DeSoto County was, like the rest of the nation, affected by that disease at the time, as seen in the archives of the predecessors to The DeSoto Times-Tribune.
The public health solutions to that pandemic sound familiar: the advice to avoid unnecessary contact as much as possible and cover coughs and sneezes to prevent.
“It is especially important to beware of the person who coughs or sneezes without covering his mouth and nose,” DeSoto County’s newspaper said. “It follows that one should keep out of crowds and stuff places as much as possible, keep homes, offices and workshops well aired, spend some time out of doors each day, walk to work if at all practicable — in short, make every possible effort to breathe as much pure air as possible.”
The pandemic was not the only major event happening at that time — the United States was also fighting in World War I. The tone of unifying as a nation to overcome a war and a pandemic was strong throughout the stories in the DeSoto County newspaper at the time.

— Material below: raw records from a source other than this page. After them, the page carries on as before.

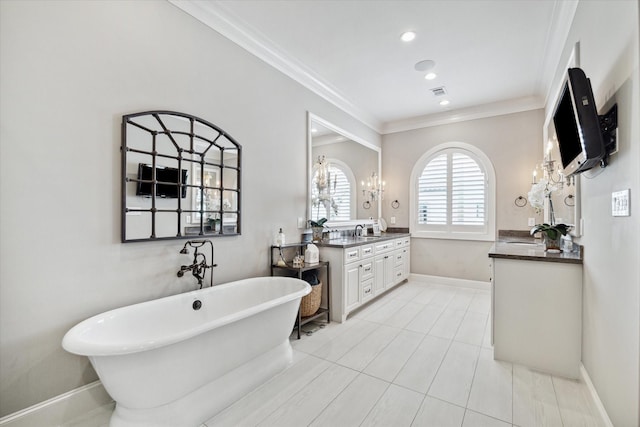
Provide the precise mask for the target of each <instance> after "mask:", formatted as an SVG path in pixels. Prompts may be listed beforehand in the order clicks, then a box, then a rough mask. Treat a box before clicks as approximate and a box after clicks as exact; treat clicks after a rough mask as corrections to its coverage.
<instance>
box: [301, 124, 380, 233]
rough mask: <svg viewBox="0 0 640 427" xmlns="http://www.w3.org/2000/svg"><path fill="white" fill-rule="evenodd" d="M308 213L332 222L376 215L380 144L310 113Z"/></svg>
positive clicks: (377, 209)
mask: <svg viewBox="0 0 640 427" xmlns="http://www.w3.org/2000/svg"><path fill="white" fill-rule="evenodd" d="M309 127H310V132H309V135H310V136H309V141H308V142H309V147H308V149H309V151H310V164H309V198H308V217H309V218H310V219H311V220H317V219H320V218H328V219H329V220H330V221H331V222H332V223H335V222H341V221H354V220H358V219H368V218H370V217H371V218H379V217H380V200H381V197H380V196H379V195H376V197H375V198H374V197H372V192H371V191H370V190H371V188H372V187H371V183H372V182H373V181H376V183H377V185H378V186H380V185H381V181H380V148H379V147H375V146H373V145H371V144H369V143H368V142H366V141H362V140H360V139H358V138H356V137H355V136H352V135H349V134H348V133H347V132H345V131H343V130H342V129H340V128H338V127H336V126H334V125H333V124H331V123H329V122H327V121H325V120H323V119H321V118H319V117H317V116H314V115H311V114H310V118H309Z"/></svg>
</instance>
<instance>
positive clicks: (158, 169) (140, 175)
mask: <svg viewBox="0 0 640 427" xmlns="http://www.w3.org/2000/svg"><path fill="white" fill-rule="evenodd" d="M152 170H153V169H152V167H151V165H147V164H144V163H140V164H138V179H139V180H144V181H151V180H152V179H153V177H152ZM187 177H188V173H187V170H186V169H182V183H183V184H186V183H187ZM156 181H157V182H158V184H157V186H156V196H157V197H165V198H168V199H177V198H178V194H180V192H179V190H178V188H179V186H178V169H176V168H169V167H157V168H156ZM151 185H152V184H151V183H150V182H138V187H137V189H136V196H151ZM180 197H182V198H183V199H184V198H185V197H187V187H185V186H183V187H182V194H181V196H180Z"/></svg>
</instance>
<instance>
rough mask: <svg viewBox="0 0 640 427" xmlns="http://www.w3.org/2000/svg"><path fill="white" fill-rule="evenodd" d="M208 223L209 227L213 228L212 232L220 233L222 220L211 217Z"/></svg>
mask: <svg viewBox="0 0 640 427" xmlns="http://www.w3.org/2000/svg"><path fill="white" fill-rule="evenodd" d="M207 222H208V223H209V227H211V231H220V218H213V217H209V218H208V219H207Z"/></svg>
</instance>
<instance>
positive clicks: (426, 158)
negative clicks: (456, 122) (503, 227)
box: [410, 143, 495, 240]
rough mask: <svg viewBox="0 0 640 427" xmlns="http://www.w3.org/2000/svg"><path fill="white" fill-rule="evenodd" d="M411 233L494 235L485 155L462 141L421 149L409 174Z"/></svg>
mask: <svg viewBox="0 0 640 427" xmlns="http://www.w3.org/2000/svg"><path fill="white" fill-rule="evenodd" d="M410 216H411V218H410V221H411V233H412V236H415V237H426V238H440V239H465V240H494V239H495V174H494V172H493V166H492V165H491V162H490V161H489V159H488V158H487V157H486V155H484V153H482V151H480V150H478V149H477V148H475V147H473V146H471V145H469V144H464V143H447V144H441V145H439V146H437V147H435V148H433V149H431V150H429V151H428V152H427V153H425V154H424V155H423V156H422V157H421V158H420V159H419V160H418V162H417V163H416V165H415V166H414V168H413V172H412V174H411V215H410Z"/></svg>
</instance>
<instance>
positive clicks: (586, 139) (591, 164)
mask: <svg viewBox="0 0 640 427" xmlns="http://www.w3.org/2000/svg"><path fill="white" fill-rule="evenodd" d="M561 87H562V90H561V92H560V95H559V96H558V99H557V100H556V104H555V106H554V109H553V124H554V128H555V131H556V138H557V141H558V148H559V150H560V157H561V162H562V167H563V174H564V175H565V176H571V175H575V174H579V173H582V172H584V171H587V170H589V169H592V168H593V167H595V166H598V165H601V164H602V161H603V159H604V158H605V156H606V149H605V142H604V138H603V136H602V129H601V126H600V116H599V115H598V110H597V108H596V103H595V99H594V96H593V90H592V88H591V81H590V80H589V79H588V78H587V76H586V75H585V73H584V71H583V70H582V69H580V68H569V69H568V70H567V73H566V74H565V78H564V81H563V83H562V86H561ZM563 102H570V105H571V110H572V113H573V114H571V115H570V117H571V118H572V119H573V120H572V122H571V123H569V124H567V123H563V122H561V121H562V118H561V117H560V114H559V110H560V107H561V106H562V104H563ZM565 119H566V118H565ZM567 128H571V130H573V129H575V133H574V132H566V130H567ZM568 134H571V135H568ZM571 148H573V150H571ZM576 148H578V150H575V149H576ZM572 151H573V152H575V151H578V153H577V154H576V155H575V156H573V158H566V153H567V152H572Z"/></svg>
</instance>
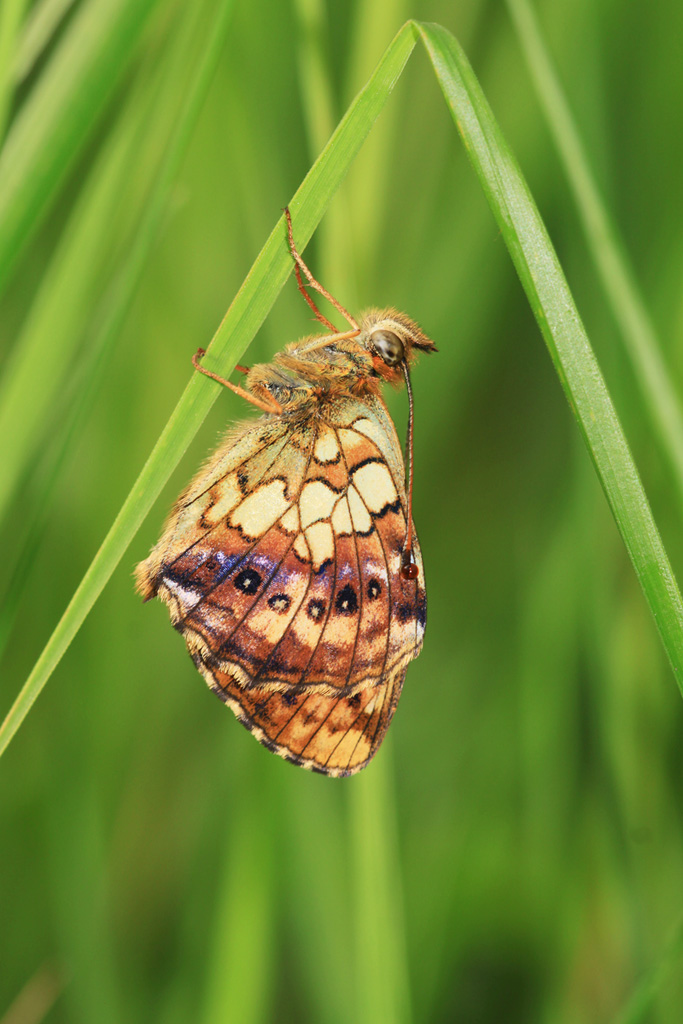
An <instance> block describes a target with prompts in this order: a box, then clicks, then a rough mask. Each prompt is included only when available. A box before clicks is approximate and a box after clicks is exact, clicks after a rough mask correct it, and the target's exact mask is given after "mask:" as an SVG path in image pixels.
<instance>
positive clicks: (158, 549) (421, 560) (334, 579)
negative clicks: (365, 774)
mask: <svg viewBox="0 0 683 1024" xmlns="http://www.w3.org/2000/svg"><path fill="white" fill-rule="evenodd" d="M402 473H403V470H402V460H401V457H400V450H399V446H398V441H397V438H396V435H395V431H394V429H393V425H392V423H391V421H390V419H389V417H388V414H387V412H386V409H385V407H384V404H383V402H382V401H381V400H380V399H378V398H373V397H365V398H362V399H357V398H344V399H340V400H337V401H335V402H334V403H331V404H330V406H329V407H328V408H327V409H326V410H325V411H324V415H319V416H315V417H308V418H302V419H300V420H299V421H298V422H297V421H294V422H292V421H289V422H288V421H285V420H278V421H271V422H267V423H260V424H259V423H257V424H254V425H252V426H249V427H247V428H246V429H245V430H244V433H242V434H241V435H240V436H239V437H238V438H236V437H234V436H232V437H231V438H229V440H228V443H227V445H226V446H225V447H224V449H221V450H219V451H218V452H217V453H216V455H215V456H214V457H213V459H212V460H210V462H209V463H208V464H207V466H206V467H205V469H204V470H203V471H202V473H201V474H200V476H199V477H198V478H197V480H196V481H194V483H193V484H190V486H189V487H188V488H187V490H186V492H185V494H184V495H183V496H182V497H181V499H180V501H179V502H178V504H177V505H176V508H175V510H174V512H173V513H172V515H171V518H170V520H169V523H168V525H167V529H166V531H165V535H164V537H163V538H162V540H161V541H160V543H159V545H158V546H157V548H156V549H155V550H154V551H153V553H152V555H151V556H150V559H147V561H146V562H144V563H142V566H141V567H140V570H139V572H138V580H139V583H140V588H141V589H142V591H143V593H145V595H146V596H152V594H153V593H158V594H159V596H160V597H162V598H163V599H164V600H165V601H166V603H167V604H168V605H169V608H170V611H171V617H172V620H173V622H174V625H175V626H176V629H178V630H179V631H180V632H181V633H182V634H183V636H184V637H185V641H186V643H187V646H188V648H189V650H190V653H191V654H193V657H194V658H195V662H196V664H197V665H198V668H199V669H200V671H201V672H202V673H203V674H204V676H205V677H206V679H207V682H208V683H209V685H210V686H211V687H212V689H214V690H215V692H216V693H218V695H219V696H221V698H222V699H223V700H225V702H226V703H228V705H229V706H230V707H231V708H232V710H233V711H234V712H236V714H237V715H238V717H239V718H240V720H241V721H242V722H243V724H245V725H246V726H247V727H248V728H250V729H251V730H252V731H253V732H254V734H255V735H256V736H257V738H258V739H259V740H260V741H261V742H263V743H265V744H266V745H267V746H269V748H270V749H271V750H273V751H275V752H276V753H279V754H281V755H282V756H283V757H287V758H288V759H289V760H293V761H295V762H296V763H298V764H302V765H303V766H304V767H309V768H314V769H316V770H319V771H324V772H327V773H329V774H349V773H351V772H353V771H357V770H358V769H359V768H361V767H362V766H364V765H365V764H367V762H368V760H369V759H370V758H371V757H372V756H373V754H374V753H375V752H376V750H377V749H378V746H379V744H380V742H381V740H382V738H383V736H384V734H385V732H386V729H387V727H388V725H389V722H390V720H391V716H392V715H393V711H394V709H395V706H396V702H397V699H398V696H399V694H400V688H401V685H402V681H403V677H404V674H405V668H407V666H408V663H409V662H410V660H411V658H413V657H415V656H416V655H417V654H418V653H419V651H420V647H421V645H422V637H423V633H424V625H425V591H424V574H423V568H422V559H421V557H420V552H419V547H418V546H417V544H416V546H415V555H416V559H417V563H418V567H419V574H418V578H417V580H414V581H405V580H403V579H402V578H401V575H400V572H399V568H400V553H401V548H402V544H403V541H404V537H405V528H407V521H405V493H404V483H403V477H402Z"/></svg>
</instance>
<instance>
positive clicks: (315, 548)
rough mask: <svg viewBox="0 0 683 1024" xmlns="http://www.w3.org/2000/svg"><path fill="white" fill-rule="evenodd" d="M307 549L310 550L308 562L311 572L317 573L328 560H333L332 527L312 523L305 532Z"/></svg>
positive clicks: (321, 523) (324, 525)
mask: <svg viewBox="0 0 683 1024" xmlns="http://www.w3.org/2000/svg"><path fill="white" fill-rule="evenodd" d="M305 536H306V540H307V541H308V547H309V548H310V560H311V565H312V566H313V571H315V572H316V571H317V570H318V569H319V567H321V565H322V564H323V562H327V561H328V560H329V559H331V558H334V554H335V539H334V534H333V532H332V526H331V525H330V523H329V522H314V523H313V525H312V526H309V527H308V529H307V530H306V531H305Z"/></svg>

“Do not fear when fighting a German or a germ,” one advertisement said.
One illustration compared the dangers of coughing and sneezing in a crowd or without covering your nose and mouth to weapons of war.
“Coughs and sneezes spread diseases,” the caption said, “as dangerous as poison gas shells.”
People in DeSoto County seemed to be working together to achieve these shared goals, using honey and dried fruit for Christmas cakes to conserve sugar and donating to hospitals treating American soldiers.
“Please, everybody, in DeSoto County do your part in getting up our allotment,” the paper said of a shipment of homemade handkerchiefs for hospitals. “Do not forget to bring along all the worn clothes, shoes, and pieces of cloth to be sent to the millions of refugees in Belgium and France.”
A largely uncontrolled spread of tuberculosis also added to the stress of the time and led to many more deaths in conjunction with the flu.
Though there does not appear to be any large group of the public questioning the cause of death or flouting of the advice of health experts (aside from a few anti-mask leagues in other parts of the country), misinformation was still spread.
The misinformation often came from salespeople trying to profit from the pandemic, like one item in the DeSoto County paper at the time said Vick’s Vaporub could be used to “throw off the germs'' when applied to the chest and throat. Misinformation prompted health officials to continue announcing that there was no known cure for tuberculosis of flu at that time.
Though the misinformation, medical technology, historical events and county have changed a great deal between then and now, the advice from experts has largely been the same across a century: work together to protect your community by avoiding contact as much as possible.